It's not meant to add to the conversation, it's meant to get people to shut up about giving advice on becoming successful.

There's no trick to it, you need to work and get lucky. Emphasis on the getting lucky. We don't need 1,000 thinkpieces from people who are already successful.

Give me an article from a person who can reflect on why they're not successful. That will be more interesting any day of the week.


> That will be more interesting any day of the week.

I doubt it. I'm not successful because I haven't even put in the work these articles lay out. And I definitely haven't gotten lucky. I assume millions of dollars definitely won't come my way until I at least do the part of the equation in my control.

Doesn't sound like a very interesting article to me.


> There's no trick to it, you need to work and get lucky. Emphasis on the getting lucky.

Pretty much everyone gets lucky eventually though. You might never hit a home run, but if you go to bat enough times then sooner or later you're going to get hit by the ball and walked to first.


The thing is running a marathon isn't that hard and there's little to no luck involved. By following a rigid plan most people can do it in about a year. Millions of people do it every year.
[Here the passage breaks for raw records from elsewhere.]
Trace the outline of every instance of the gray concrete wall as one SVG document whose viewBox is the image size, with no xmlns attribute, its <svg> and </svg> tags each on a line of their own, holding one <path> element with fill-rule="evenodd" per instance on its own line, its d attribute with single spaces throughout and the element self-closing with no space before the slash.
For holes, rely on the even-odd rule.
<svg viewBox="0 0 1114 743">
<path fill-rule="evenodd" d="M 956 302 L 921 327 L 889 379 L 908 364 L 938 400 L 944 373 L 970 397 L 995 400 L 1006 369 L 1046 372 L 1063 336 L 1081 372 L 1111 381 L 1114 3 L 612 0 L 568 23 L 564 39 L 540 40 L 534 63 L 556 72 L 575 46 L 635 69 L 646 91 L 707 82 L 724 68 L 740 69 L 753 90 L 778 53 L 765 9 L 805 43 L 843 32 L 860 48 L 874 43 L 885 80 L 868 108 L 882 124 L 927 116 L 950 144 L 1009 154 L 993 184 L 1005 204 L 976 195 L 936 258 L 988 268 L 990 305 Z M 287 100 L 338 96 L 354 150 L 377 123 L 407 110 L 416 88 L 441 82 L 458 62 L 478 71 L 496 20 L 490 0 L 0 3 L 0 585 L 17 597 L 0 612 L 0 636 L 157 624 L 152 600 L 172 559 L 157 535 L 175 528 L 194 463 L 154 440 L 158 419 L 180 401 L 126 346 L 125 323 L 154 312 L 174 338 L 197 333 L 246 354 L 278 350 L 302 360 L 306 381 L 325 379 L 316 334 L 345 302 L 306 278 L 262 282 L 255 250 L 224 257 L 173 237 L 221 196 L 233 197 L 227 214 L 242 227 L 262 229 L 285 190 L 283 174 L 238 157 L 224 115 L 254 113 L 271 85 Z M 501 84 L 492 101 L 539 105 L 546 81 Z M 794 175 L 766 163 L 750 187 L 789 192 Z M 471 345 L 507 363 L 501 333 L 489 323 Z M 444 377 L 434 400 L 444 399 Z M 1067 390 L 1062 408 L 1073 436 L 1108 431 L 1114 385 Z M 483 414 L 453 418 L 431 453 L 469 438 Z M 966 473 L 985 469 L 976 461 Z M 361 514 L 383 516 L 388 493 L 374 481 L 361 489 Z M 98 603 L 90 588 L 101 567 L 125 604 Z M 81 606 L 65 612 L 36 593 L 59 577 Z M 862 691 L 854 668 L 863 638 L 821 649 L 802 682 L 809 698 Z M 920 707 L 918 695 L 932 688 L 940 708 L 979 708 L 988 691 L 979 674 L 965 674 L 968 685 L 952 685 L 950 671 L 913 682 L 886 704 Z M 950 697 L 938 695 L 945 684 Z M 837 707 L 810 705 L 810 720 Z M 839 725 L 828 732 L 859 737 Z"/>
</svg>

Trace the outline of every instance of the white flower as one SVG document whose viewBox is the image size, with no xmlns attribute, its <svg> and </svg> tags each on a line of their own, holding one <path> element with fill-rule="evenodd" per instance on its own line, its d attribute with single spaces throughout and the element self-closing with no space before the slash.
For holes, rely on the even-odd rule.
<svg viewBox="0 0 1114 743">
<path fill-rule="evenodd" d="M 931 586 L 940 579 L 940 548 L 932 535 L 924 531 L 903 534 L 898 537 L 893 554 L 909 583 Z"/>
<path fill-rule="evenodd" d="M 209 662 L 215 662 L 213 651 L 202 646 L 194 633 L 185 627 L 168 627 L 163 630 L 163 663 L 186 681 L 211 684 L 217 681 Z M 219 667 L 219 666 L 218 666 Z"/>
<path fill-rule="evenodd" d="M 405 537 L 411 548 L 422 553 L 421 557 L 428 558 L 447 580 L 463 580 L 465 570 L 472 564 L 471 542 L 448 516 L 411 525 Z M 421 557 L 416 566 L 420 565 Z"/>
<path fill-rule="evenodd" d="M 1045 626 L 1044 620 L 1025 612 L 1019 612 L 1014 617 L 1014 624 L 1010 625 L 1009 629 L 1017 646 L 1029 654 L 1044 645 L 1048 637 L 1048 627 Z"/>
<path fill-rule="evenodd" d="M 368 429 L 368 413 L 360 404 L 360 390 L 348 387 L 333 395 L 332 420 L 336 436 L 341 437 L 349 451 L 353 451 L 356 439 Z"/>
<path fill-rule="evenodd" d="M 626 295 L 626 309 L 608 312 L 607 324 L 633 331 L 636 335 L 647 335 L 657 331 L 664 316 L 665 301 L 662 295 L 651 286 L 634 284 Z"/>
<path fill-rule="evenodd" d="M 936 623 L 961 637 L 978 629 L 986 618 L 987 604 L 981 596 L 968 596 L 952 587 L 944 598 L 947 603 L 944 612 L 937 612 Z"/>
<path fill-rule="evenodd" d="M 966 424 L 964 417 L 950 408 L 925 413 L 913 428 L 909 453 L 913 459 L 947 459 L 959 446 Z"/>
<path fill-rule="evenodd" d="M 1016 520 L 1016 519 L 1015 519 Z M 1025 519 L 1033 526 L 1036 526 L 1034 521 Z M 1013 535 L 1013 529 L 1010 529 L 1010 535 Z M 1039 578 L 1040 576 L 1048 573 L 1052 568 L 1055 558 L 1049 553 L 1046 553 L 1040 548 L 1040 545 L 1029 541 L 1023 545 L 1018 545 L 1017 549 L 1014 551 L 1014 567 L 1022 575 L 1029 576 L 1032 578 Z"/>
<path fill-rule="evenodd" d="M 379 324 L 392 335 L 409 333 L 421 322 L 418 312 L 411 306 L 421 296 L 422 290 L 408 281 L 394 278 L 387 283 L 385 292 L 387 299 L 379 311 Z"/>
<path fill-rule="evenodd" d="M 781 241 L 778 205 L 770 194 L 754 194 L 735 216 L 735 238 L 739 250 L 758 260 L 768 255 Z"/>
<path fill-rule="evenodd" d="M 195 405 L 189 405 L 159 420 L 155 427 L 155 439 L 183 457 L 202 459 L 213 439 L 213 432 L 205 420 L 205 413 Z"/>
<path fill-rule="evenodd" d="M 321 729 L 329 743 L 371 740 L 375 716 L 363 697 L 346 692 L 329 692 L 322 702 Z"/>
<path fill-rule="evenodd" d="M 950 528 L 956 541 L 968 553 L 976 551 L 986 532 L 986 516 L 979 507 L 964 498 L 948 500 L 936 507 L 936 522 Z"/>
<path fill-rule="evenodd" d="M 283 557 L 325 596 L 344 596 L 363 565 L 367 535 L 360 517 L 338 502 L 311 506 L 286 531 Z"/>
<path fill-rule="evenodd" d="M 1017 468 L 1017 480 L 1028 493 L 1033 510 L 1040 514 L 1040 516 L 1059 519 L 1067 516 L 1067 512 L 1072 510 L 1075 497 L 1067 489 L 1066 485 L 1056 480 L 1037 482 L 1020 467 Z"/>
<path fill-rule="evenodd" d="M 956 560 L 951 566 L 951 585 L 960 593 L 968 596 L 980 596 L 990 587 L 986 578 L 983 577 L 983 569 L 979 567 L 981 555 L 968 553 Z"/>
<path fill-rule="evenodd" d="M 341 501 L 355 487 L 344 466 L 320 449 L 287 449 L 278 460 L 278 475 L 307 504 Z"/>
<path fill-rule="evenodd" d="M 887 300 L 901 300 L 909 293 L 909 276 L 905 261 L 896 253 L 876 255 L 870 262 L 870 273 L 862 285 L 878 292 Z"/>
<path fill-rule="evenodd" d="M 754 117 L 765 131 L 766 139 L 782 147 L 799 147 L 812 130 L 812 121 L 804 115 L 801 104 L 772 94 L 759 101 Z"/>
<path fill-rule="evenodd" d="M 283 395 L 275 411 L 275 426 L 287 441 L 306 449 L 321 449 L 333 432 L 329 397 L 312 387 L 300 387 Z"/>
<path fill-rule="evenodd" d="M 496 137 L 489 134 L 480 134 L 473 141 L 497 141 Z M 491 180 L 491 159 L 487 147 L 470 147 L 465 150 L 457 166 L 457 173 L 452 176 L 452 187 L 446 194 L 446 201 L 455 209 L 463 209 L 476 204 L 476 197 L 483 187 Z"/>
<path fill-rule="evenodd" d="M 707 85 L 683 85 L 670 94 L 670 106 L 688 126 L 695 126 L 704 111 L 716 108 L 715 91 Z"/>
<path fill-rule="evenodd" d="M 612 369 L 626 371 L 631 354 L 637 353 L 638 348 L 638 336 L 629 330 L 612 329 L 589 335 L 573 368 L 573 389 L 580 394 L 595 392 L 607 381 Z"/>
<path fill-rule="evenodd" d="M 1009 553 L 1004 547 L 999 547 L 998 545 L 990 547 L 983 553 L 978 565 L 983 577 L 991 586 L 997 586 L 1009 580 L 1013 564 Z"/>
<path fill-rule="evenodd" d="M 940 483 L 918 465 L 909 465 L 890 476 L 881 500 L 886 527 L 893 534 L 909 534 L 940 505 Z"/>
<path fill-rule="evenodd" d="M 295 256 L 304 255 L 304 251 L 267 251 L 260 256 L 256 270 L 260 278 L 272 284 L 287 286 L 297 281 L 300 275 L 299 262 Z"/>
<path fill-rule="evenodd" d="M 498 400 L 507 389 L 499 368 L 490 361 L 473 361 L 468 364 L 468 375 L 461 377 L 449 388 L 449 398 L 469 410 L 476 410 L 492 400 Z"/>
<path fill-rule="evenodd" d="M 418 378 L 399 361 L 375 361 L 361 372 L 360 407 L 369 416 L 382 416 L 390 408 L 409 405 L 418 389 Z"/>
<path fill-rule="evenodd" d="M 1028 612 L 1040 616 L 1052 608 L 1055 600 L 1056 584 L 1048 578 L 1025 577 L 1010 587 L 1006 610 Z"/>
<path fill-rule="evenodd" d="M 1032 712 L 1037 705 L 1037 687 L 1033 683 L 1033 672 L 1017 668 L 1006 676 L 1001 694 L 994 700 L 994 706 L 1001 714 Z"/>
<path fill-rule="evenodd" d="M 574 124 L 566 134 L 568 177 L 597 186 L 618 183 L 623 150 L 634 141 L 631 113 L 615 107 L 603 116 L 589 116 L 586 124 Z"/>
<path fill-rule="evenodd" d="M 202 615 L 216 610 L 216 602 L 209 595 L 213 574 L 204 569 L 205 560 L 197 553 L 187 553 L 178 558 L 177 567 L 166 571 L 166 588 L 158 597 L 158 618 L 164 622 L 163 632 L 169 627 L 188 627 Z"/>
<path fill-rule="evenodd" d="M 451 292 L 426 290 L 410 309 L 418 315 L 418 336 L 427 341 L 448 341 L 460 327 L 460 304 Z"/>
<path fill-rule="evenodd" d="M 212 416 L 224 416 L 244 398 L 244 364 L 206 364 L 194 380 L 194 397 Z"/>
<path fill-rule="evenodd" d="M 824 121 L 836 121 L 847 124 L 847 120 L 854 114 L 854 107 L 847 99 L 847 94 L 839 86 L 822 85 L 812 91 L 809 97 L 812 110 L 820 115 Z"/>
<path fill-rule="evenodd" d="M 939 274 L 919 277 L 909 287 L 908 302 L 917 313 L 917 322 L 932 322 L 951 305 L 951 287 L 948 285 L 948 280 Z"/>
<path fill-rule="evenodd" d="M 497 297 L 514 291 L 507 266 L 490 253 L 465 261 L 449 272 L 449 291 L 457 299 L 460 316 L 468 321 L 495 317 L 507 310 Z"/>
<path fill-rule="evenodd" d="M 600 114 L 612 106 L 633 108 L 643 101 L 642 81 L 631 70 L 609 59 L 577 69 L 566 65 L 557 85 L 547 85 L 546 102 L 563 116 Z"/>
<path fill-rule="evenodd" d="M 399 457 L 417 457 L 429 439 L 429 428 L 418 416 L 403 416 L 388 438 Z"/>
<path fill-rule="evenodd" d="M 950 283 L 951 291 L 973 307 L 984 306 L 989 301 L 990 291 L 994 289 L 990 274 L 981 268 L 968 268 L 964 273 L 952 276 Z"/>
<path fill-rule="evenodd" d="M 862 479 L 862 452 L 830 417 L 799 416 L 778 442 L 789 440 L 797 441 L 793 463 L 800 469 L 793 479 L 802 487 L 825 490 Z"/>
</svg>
However if you followed all of Sam's advice to the letter you could remain relatively unsuccessful despite all that advice. That's what survivorship bias is about: there's a significant luck component to success.


It would be warranted if you explained how to run a marathon the same way people explain how to be successful. Which you probably wouldn't.


> If I tell you how I ran a marathon, you could shout "survivorship bias!" But that fact still stands that I hadn't successfully run a marathon before I did those things.

Well, yeah, the whole point is that we don't know how many people did those same things and then failed to complete a marathon.


No, it is to distinguish activities that worked versus activities that are inconsequential. That way you can identify how to get the most bang for your time and energy.